Picture: The current location of the rift on Larsen C, as of May 1 2017. Labels highlight significant jumps. Tip positions are derived from Landsat (USGS) and Sentinel-1 InSAR (ESA) data. Background image blends BEDMAP2 Elevation (BAS) with MODIS MOA2009 Image mosaic (NSIDC). Other data from SCAR ADD and OSM.
Once this occurs, a roughly 180-kilometer-long iceberg will be released, which will thus represent one of the largest icebergs ever recorded. There remains only about 20 kilometers of ice tethering the Larsen C ice shelf to Antarctica.

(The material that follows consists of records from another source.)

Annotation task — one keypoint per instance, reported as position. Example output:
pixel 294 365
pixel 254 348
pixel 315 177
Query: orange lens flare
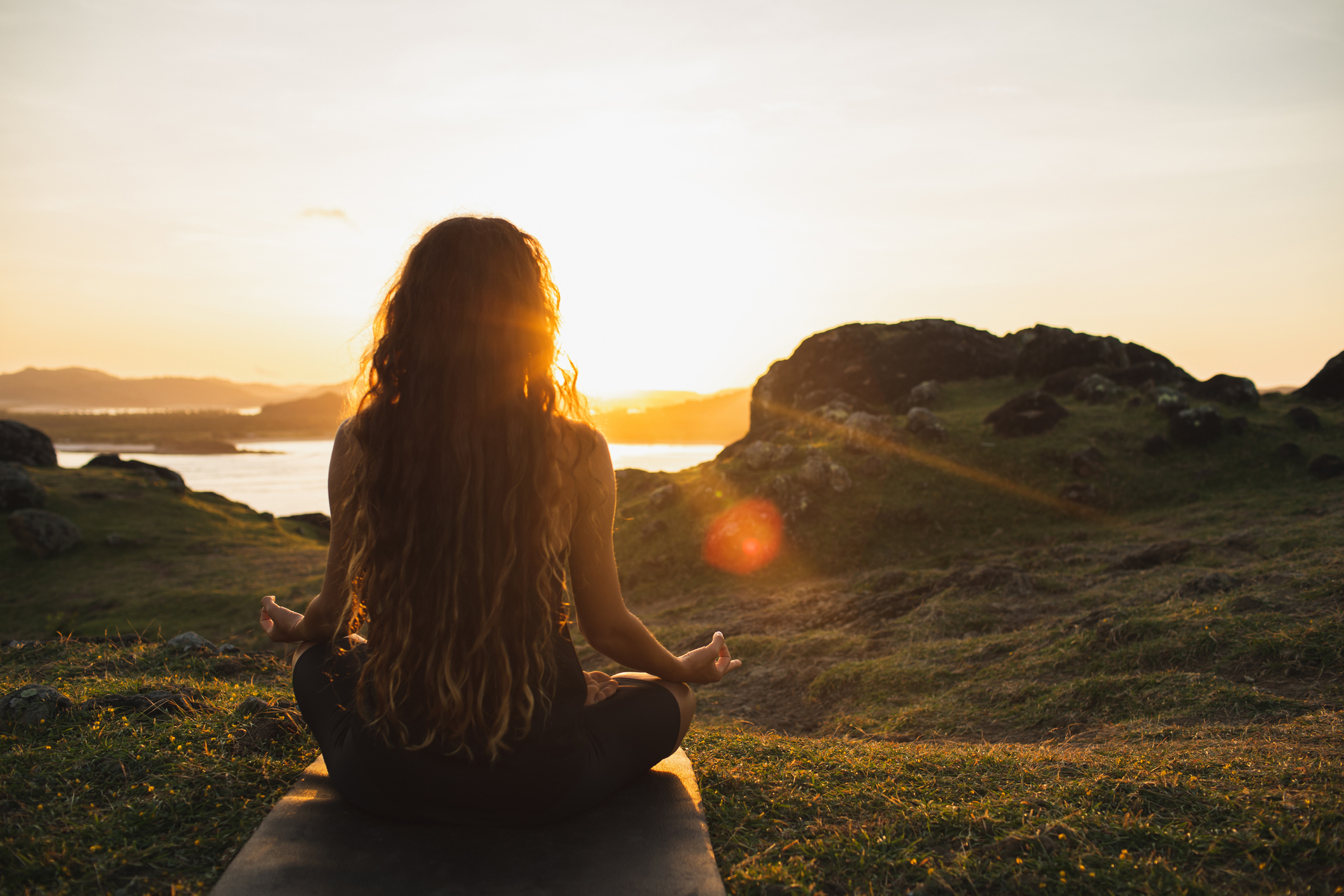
pixel 743 538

The head of the UK’s Project Midas, Professor Adrian Luckman of Swansea University College of Science, commented: “While the previous rift tip has not advanced, a new branch of the rift has been initiated. This is approximately 10 km behind the previous tip, heading towards the ice-front.”
The press release provides more:
“This is the first significant change to the rift since February of this year. Although the rift length has been static for several months, it has been steadily widening, at rates in excess of a metre per day.
“It is currently winter in Antarctica, therefore direct visual observations are rare and low resolution. Our observations of the rift are based on synthetic aperture radar (SAR) interferometry from ESA’s Sentinel-1 satellites. Satellite radar interferometry allows a very precise monitoring of the rift development.
“Researchers say the loss of a piece a quarter of the size of Wales will leave the whole shelf vulnerable to future break-up. Larsen C is approximately 350m thick and floats on the seas at the edge of West Antarctica, holding back the flow of glaciers that feed into it.”
So to be clear on that, the event itself won’t notably affect anyone outside of Antarctica, but is very notable because of the size of the iceberg in question, and because it likely presages the disintegration of the Larsen C ice shelf (this is what happened with Larsen B ice shelf, among others).
Professor Luckman continued:
“When it calves, the Larsen C Ice Shelf will lose more than 10% of its area to leave the ice front at its most retreated position ever recorded; this event will fundamentally change the landscape of the Antarctic Peninsula. We have previously shown that the new configuration will be less stable than it was prior to the rift, and that Larsen C may eventually follow the example of its neighbour Larsen B, which disintegrated in 2002 following a similar rift-induced calving event.”